La cura della nostra anima dipende soprattutto dal giusto atteggiamento mentale. Esiste infatti un filo impercettibile che unisce valori incarnati, autostima e salute interiore.

Fiducia e diffidenza_cartello

Gli antichi greci, per esempio, non concepivano la medicina solo come trattamento delle malattie. Platone, infatti, nel Carmide diceva che la saggezza deriva dalla conoscenza di se stessi e si profila come il “farmaco” che toglie quel “mal di testa” che è l’ignoranza data dalla presunzione del sapere: il maggior “mal di testa” di cui si possa soffrire. Contrariamente a certe visioni riduttivistiche che a lungo hanno dominato la cultura occidentale considerando il malato solo come macchina da riparare, Platone spiegava che il rimedio alla malattia non consiste solo nel farmaco biologico – le erbe – ma anche nel farmaco fatto di logoi, cioè di buoni discorsi: l’uno e l’altro devono andare di pari passo.

Gli psicologi, anche oggi, ci informano che non solo il corpo si ammala, ma anche l’anima, perché la mancanza di corrispondenza rispetto ai valori e ai modelli proposti crea un malessere dovuto all’insicurezza e al disorientamento. Quel misterioso congegno mentale, che è l’autostima, verifica, di volta in volta, la valutazione che abbiamo di noi stessi e la considerazione sociale ottenuta dalla nostra persona. Ad esempio, valutazioni del tipo “se vado bene a scuola” o “se riesco nelle relazioni e nel lavoro” possono peggiorare o migliorare il nostro benessere mentale. Una aspettativa elevata è dovuta a una autovalutazione elevata.
Buona parte dei mali del nostro tempo, dunque, non hanno un’origine somatica. Il più delle volte è il contrario: sono le sofferenze psichiche a determinare pesanti conseguenze sul corpo. Questi mali dipendono molto spesso dall’incapacità di mettere ordine nella nostra vita, distinguere ciò che è essenziale da ciò che non lo è.
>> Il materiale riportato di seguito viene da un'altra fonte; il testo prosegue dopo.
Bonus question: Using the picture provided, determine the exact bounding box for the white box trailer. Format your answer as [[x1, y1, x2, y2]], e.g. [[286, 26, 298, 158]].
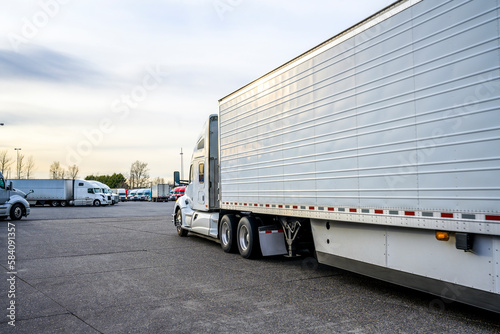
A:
[[174, 0, 500, 312], [11, 179, 108, 206], [151, 184, 170, 202]]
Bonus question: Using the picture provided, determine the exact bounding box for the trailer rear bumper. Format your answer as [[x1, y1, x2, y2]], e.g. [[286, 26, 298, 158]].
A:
[[316, 251, 500, 313]]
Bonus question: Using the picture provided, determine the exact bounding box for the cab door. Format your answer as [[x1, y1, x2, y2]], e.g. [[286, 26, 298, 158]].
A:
[[191, 159, 208, 211]]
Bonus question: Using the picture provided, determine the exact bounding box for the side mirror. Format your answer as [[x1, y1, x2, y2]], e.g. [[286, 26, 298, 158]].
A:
[[24, 189, 35, 198]]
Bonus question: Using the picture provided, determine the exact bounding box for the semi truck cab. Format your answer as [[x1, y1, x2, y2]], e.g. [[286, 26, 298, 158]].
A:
[[0, 173, 30, 220]]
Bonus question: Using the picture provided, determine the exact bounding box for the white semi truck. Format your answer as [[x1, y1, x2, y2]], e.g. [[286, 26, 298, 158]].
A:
[[12, 179, 108, 207], [174, 0, 500, 312], [88, 180, 120, 205], [0, 172, 30, 220]]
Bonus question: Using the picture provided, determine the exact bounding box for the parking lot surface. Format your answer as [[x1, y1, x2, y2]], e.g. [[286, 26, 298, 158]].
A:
[[0, 202, 500, 333]]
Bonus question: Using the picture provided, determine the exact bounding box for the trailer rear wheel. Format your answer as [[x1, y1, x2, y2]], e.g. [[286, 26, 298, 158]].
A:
[[10, 203, 24, 220], [219, 215, 238, 253], [237, 217, 260, 259], [175, 209, 188, 237]]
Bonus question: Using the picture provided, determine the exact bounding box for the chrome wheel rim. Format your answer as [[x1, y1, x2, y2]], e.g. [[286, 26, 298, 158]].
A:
[[239, 225, 250, 250], [221, 223, 229, 245]]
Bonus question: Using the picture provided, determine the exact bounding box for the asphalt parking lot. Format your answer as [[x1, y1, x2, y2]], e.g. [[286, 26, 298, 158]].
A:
[[0, 202, 500, 333]]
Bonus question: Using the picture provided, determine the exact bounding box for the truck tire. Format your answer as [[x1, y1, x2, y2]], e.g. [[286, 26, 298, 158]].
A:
[[219, 215, 238, 253], [175, 209, 188, 237], [10, 203, 24, 220], [236, 217, 261, 259]]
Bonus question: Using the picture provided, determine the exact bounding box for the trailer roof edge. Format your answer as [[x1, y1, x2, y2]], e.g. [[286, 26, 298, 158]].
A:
[[219, 0, 423, 105]]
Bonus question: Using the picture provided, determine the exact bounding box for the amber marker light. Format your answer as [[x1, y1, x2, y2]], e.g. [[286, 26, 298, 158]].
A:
[[436, 231, 450, 241]]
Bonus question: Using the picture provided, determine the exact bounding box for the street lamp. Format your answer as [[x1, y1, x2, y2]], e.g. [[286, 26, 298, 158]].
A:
[[14, 148, 21, 180]]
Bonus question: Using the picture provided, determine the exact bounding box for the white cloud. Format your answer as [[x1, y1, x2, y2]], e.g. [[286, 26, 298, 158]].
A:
[[0, 0, 392, 183]]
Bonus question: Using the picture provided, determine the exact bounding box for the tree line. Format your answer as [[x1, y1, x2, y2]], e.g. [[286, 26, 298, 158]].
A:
[[0, 150, 165, 189]]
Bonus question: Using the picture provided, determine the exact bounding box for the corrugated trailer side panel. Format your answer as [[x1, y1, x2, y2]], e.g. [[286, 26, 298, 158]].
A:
[[219, 0, 500, 234], [9, 179, 73, 201]]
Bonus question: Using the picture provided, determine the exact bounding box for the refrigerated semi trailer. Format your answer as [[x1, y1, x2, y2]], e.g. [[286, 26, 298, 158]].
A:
[[151, 184, 170, 202], [174, 0, 500, 312], [12, 179, 108, 206], [0, 172, 30, 220]]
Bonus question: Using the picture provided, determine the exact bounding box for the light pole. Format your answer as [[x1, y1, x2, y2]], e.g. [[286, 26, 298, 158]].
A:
[[14, 148, 21, 180], [180, 147, 184, 180]]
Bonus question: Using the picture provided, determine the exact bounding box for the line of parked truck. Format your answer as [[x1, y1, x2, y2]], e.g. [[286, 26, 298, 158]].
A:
[[112, 184, 185, 202]]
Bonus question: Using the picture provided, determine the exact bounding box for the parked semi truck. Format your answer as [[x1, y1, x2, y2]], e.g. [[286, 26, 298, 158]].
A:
[[12, 179, 108, 206], [174, 0, 500, 312], [151, 184, 170, 202], [0, 172, 30, 220], [89, 180, 120, 205]]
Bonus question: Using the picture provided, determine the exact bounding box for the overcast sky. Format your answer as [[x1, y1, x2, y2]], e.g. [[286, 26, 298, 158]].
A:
[[0, 0, 394, 183]]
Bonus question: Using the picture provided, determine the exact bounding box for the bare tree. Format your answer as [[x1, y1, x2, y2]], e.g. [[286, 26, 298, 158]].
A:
[[49, 161, 65, 179], [129, 160, 149, 189], [24, 155, 35, 179], [0, 150, 13, 174], [68, 165, 80, 180]]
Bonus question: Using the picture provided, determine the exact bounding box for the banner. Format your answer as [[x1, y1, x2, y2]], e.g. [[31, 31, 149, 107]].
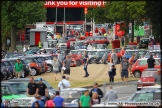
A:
[[44, 0, 106, 8]]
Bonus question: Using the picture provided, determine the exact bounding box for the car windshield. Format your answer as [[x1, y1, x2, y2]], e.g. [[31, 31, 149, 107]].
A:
[[71, 51, 78, 54], [75, 42, 84, 45], [10, 83, 27, 92], [141, 71, 157, 77], [131, 92, 161, 102], [89, 51, 97, 55], [125, 51, 135, 55], [1, 86, 12, 96], [60, 90, 82, 98]]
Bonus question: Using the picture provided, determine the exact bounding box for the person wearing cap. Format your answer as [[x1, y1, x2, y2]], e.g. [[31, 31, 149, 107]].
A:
[[58, 76, 71, 91], [26, 77, 38, 97], [89, 83, 103, 103], [37, 78, 49, 103], [14, 58, 24, 78], [31, 94, 44, 108], [128, 54, 135, 77], [79, 90, 92, 108], [120, 57, 129, 85]]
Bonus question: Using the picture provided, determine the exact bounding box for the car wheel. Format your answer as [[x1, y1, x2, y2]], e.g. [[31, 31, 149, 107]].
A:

Anselm Grün, a tal proposito, riprendendo il concetto di “fiducia originaria” esposto da Erik Erikson, dice che per una buona maturazione psicologica dei bambini è determinante il potersi fidare dei propri genitori e, attraverso di essi, anche di se stessi. “Quando un bambino sviluppa una scarsa fiducia originaria – dice – diviene esageratamente autocritico: dubita di se stesso, delle proprie capacità e del suo essere accettato da parte degli uomini”.
L’uomo, infatti, non nasce con un’identità definita; la costruisce soprattutto nei primi anni di vita, e continua a costruirla per tutto l’arco della propria esistenza. La psiche è una realtà storica, cambia a seconda delle relazioni in famiglia e poi di quelle sociali, e risente dei mutamenti della società. La stabilità psichica dipende molto dai primi messaggi che il bambino riceve dai genitori. Per lui sono molto importanti le prime parole di censura o di incoraggiamento. Se cerca di sperimentare qualcosa di nuovo e si sente dire “sei troppo piccolo per questo” o “non sei capace di farlo” nel bambino si genererà un basso senso di autostima perché gli sono stati comunicati dei messaggi negativi. O ancora se si sente ripetere da un familiare con il quale ha un legame affettivo importante “sei un cretino” e poi glielo dice anche la maestra, svilupperà un’identità negativa.
Ma, ancor prima, il bambino percepisce la morfologia del volto dei genitori e da essa comprende se considerano il suo valore o meno. La fiducia nella vita, dunque, è la condizione grazie alla quale il bambino può trovare l’identità dell’io. Se il bambino si sente circondato da un rapporto di fiducia, è molto probabile che da adulto riuscirà a mantenere un buon grado di autonomia. “L’identità dell’io – osserva padre Anselm – implica il sentimento di aver accettato tutti gli aspetti della vita e di averli integrati nel proprio io, comporta il fatto di aver visto il filo d’oro della vita e di aver trovato l’unità interna dell’essere”.

Ma proprio perché è una realtà storica, l’autostima può anche essere recuperata. In una società liquida, che non dà certezze né punti di riferimento precisi, questo processo continua nell’età adulta. Nel momento in cui c’è il confronto con l’altro, la psiche degli individui è schiacciata dalla necessità di mostrarsi sempre all’altezza, è costretta a costruirsi una vera e propria corazza caratteriale e la depressione non è che la contropartita delle grandi riserve di energia che ciascuno di noi deve spendere per diventare se stesso.